On Fri, Dec 5, 2014 at 11:33 AM,  <Valdis.Kletnieks at vt.edu> wrote:
> On Fri, 05 Dec 2014 11:18:57 -0800, Dave Taht said:
>> The Mill is an extremely wide-issue VLIW design, able to issue 30+
>> MIMD operations per cycle.  The Mill is inherently a vector machine
>> and can vectorize and pipeline almost all loops in general purpose
>> code.
>
> The big question is whether we know more about writing compilers for VLIW
> machines than we did when the Itanium came out.  That was hard enough to
> get just 3 instructions packed per word (of course, the fact that it wasn't
> 3 generic instructions, but 2 of one flavor and 1 of another, didn't help).

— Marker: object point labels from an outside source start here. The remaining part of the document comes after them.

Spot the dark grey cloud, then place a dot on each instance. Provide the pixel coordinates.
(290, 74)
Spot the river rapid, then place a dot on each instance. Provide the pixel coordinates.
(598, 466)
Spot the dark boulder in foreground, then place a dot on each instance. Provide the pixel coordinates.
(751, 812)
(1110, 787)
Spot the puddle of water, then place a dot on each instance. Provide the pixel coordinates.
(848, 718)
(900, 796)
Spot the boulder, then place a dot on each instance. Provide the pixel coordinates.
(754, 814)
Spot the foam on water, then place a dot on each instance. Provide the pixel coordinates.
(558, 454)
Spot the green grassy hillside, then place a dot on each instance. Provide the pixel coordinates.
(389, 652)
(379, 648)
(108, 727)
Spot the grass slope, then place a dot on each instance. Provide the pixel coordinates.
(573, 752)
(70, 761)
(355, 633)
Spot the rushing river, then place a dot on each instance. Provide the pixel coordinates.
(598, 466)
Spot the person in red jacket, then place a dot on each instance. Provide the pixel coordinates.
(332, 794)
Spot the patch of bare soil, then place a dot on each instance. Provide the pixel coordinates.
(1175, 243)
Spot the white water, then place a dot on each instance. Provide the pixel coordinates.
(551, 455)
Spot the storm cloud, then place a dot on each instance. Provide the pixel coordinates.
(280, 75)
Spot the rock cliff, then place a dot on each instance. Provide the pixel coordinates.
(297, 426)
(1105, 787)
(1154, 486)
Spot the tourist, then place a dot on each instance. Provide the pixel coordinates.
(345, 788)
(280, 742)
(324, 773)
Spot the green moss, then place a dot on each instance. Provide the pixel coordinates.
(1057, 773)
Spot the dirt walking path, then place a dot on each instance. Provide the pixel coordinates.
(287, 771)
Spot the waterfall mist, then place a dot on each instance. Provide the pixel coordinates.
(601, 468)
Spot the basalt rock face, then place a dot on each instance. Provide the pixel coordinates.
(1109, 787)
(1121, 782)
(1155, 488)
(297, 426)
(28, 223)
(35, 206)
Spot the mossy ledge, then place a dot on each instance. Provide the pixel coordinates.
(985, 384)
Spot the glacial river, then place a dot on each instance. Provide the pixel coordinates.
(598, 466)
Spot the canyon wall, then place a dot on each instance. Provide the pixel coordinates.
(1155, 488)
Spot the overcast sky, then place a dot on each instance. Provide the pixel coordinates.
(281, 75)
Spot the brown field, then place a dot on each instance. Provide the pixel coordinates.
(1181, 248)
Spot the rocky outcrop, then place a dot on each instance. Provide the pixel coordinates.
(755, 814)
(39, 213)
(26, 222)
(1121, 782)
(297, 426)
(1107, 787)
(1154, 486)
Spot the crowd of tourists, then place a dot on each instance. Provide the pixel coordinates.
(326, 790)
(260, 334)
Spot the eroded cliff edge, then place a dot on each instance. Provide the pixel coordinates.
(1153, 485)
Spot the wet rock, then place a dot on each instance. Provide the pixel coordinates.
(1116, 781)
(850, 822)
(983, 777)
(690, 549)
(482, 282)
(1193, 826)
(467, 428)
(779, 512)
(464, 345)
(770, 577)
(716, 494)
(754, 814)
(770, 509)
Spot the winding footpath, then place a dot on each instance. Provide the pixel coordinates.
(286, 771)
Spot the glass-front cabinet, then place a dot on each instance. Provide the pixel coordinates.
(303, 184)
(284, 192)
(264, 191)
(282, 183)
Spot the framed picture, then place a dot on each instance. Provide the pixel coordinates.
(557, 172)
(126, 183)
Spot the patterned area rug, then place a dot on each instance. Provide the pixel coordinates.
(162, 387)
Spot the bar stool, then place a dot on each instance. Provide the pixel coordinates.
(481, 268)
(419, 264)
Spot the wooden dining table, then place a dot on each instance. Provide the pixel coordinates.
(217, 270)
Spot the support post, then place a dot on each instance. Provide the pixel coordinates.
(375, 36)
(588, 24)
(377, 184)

Well, in this case half the instructions are one flavor the other half another.

But it's the belt concept in the "mill" that is key. Basically, having
tons and tons
of fixed addressible registers doesn't work well (as in the itanium,
sparc, and other arches) for a variety of reasons...

Taking a classic smaller register set, such as in the x86_64, and
trying add all these superscalar and out of order features to it
has hit a brick wall

... and the best we see in arms and mips (
with way more registers) is typically two out of order ops, total.

stack machines overly serialize operations and tend to bottleneck
on local cache (see the transputer T800 for the last decent example)

Aside from a bunch of genuinely weirder architectures (see for example
the propeller, or dave may's xcore stuff, or parallella)

the mill's "belt" idea - temporal register addressing - is the first new idea
I've seen in cpu design for a very, very long time. (perhaps it
was tried in some other architecture?)

Even if the mill can't get to 32 ops/cycle generally (and some of those ops
are overhead in maintaining the belt, but not as much as you might
think), I do think it can get to quite a few, even in branchy code,
and the lower end versions of the arch are comparable in ops/cycle
to the best we can do today with computers running at much faster
basic clock rates.

and context switch/subroutine call overhead! 4 cycles. Wow. :)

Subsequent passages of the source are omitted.